Mereka berjalan berdampingan. Tangan-tangan mereka sesekali bergerak seakan
ingin saling menggenggam. Namun jemari-jemari itu seakan enggan berpagut.
Lelaki
itu tetap berjalan menunduk. Ekor matanya sesekali melirik ke arah perempuan di
sampingnya. Lirikan dengan kilatan cahaya beragam makna. Ada sesal. Ada malu.
Terpancar pula cinta. Dadanya bergetar hebat. Degup jantungnya takberaturan.
Dari mulutnya ingin terlontar kata betapa cinta itu masih sesemerbak dahulu.
Sesuatu yang baru disadarinya. Hasratnya begitu ingin merengkuh perempuan
ringkih itu dalam pelukannya. Menebus semua kealpaannya selama ini. Tapi dia
sungguh malu. Malu pada kesabaran, ketegaran dan kesetiaan yang diberikan
isterinya. “Perempuan berhati pualam. Indah
luar dalam.” Desahnya sendu. Terdengar bagai desiran angin di telinga
Maya, perempuan itu.
Ya,
perempuan itu adalah Maya dan lelaki di sampingnya adalah suaminya. Maya
akhirnya berhasil meyakinkan petugas agar memberikan izin keluar kepada
suaminya. Walau mungkin resikonya sangat besar, terutama bagi petugas tersebut.

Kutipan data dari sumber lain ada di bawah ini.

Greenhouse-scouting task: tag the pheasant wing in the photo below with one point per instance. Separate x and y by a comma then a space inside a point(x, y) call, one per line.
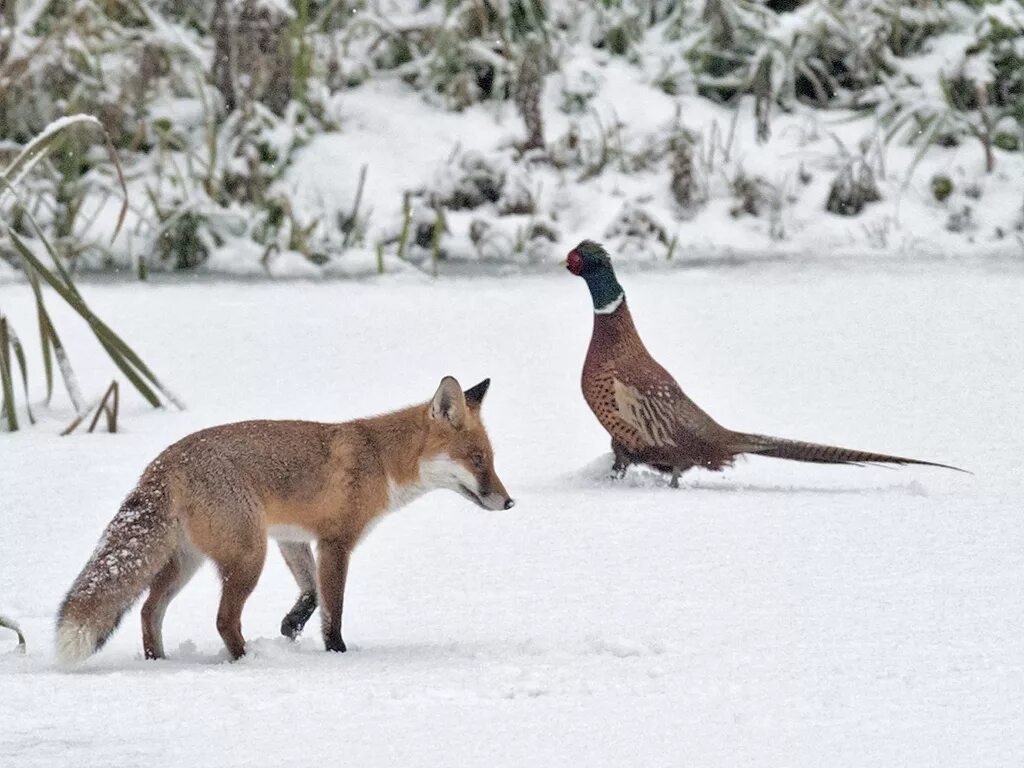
point(658, 413)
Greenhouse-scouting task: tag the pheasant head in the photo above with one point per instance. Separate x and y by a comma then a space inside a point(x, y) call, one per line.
point(590, 261)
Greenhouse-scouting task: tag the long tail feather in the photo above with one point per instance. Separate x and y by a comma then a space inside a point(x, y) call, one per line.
point(779, 448)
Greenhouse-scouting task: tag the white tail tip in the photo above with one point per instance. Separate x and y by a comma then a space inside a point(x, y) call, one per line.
point(76, 642)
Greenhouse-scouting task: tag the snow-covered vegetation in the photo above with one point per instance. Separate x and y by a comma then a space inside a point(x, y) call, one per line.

Walau hanya diberi waktu dua jam beserta pngawalan ketat dari polisi, namun
Maya bersyukur. Sebentar lagi anak-anaknya akan tertawa ceria melihat
kedatangan ayahnya.
Di
samping Maya, suaminya tetap menunduk.Maya memberanikan diri menyentuh punggung
tangannya. Maya tahu,suaminya pasti merasa segan untuk lebih dulu
melakukannya. Inisiatifnya ini semoga
bisa meluluhkan benteng yang sejak tadi kokoh mngantarai mereka. Inisiatifnya
tadi semoga dipahami suaminya sebagai bukti bahwa Maya tidak berubah. Maya
tetap menunggu suaminya kmbali.
Lelaki
itu tersentak. Tak menyangka Maya akan menggenggam lembut tangannya. Genggaman
yang menghentak kesadarannya tentang
kidung kasih yang tetap Maya dendangkan untuknya.
“Maafkan
saya, Bu. Saya telah memporakporandakan
mahligai kita.” Maya menunduk. Tersentuh dengan ucapan suaminya. Walau
ragu itu tak mudah dihapus. Bahkan sempat terbersit tanya, mungkinkah semua
lelaki baru akan menyadari kekeliruannya setelah terjatuh?
“Bu,
kalau masih ada tempat untukku, kita mulai dari awal lagi. Saya ingin bahagia bersamamu. Di hari
tua kita.” Lanjut suaminya. Air mata Maya merebak. Haru. Bahagia. Dua rasa
menyatu. Dadanya berdegup kencang. Badannya bergetar. Dan tiba-tiba saja dia
limbung. Suaminya dengan sigap memapahnya. Petugas bergegas membawanya ke Rumah
sakit. Sayang sekali, tak berselang lama, suaminya tak merasakan lagi denyut
kehidupan dari raga Maya. Maya menutup usia di pangkuan suami yang selalu
dinantinya. Senyum tulus tersembul dari bibirnya. Dia meninggal dengan damai.
Dalam pelukan suaminya. ”Serangan
jantung.” Kata dokter ketika memberikan penjelasan pada suaminya.